Gennady Troshev was born in 1947 in the East Berlin, in the Soviet occupation zone, the son of a Soviet officer. He spent his childhood in the ethnic Russian community in Grozny in the Chechen-Ingush Republic.
In 1969, Troshev graduated from the Kazan Tank College, and later from the Tank Academy and from the Military Academy of the General Staff. After graduating from the tank college in 1969, Troshev served in Soviet tank forces. Troshev served as the commander of the 10th Guards Uralsko-Lvovskaya Tank Division, later - as the commander of the 42nd Army Corps. and as the commander of the joint group of federal forces in Chechnya during the First Chechen War. On 1 June 1995, Troshev was appointed commander of the 58th Army, and since 29 July 1997, he served as the deputy commander of the North Caucasus Military District. In April 2000, Troshev was appointed the commander of the joint group of federal forces in the Northern Caucasus.

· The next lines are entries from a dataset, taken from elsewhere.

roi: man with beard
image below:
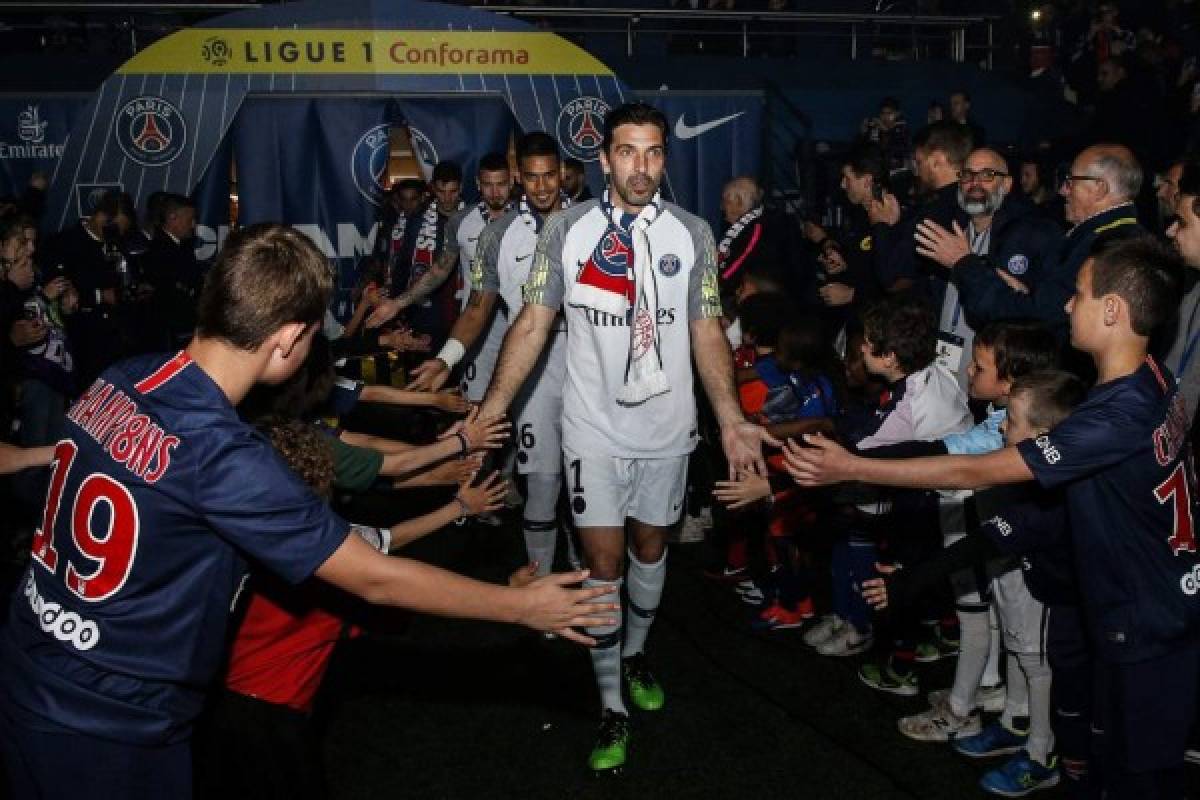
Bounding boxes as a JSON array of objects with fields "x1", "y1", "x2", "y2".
[
  {"x1": 482, "y1": 103, "x2": 775, "y2": 771},
  {"x1": 916, "y1": 148, "x2": 1062, "y2": 389},
  {"x1": 367, "y1": 152, "x2": 512, "y2": 403},
  {"x1": 391, "y1": 131, "x2": 566, "y2": 587},
  {"x1": 923, "y1": 144, "x2": 1146, "y2": 339}
]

During his career as a commander in Chechnya he gained notoriety after advocating public executions of separatist fighters. Human rights activists had accused him of tolerating rampant abuses in the war-ravaged republic. Early in the war he declared that the shattered city of Grozny should never be rebuilt so as to serve as a warning against "treason to Russia's ethnic minorities". He also publicly defended Yuri Budanov, who was on trial for the rape and murder of an 18-year-old Chechen woman, Elza Kungayeva.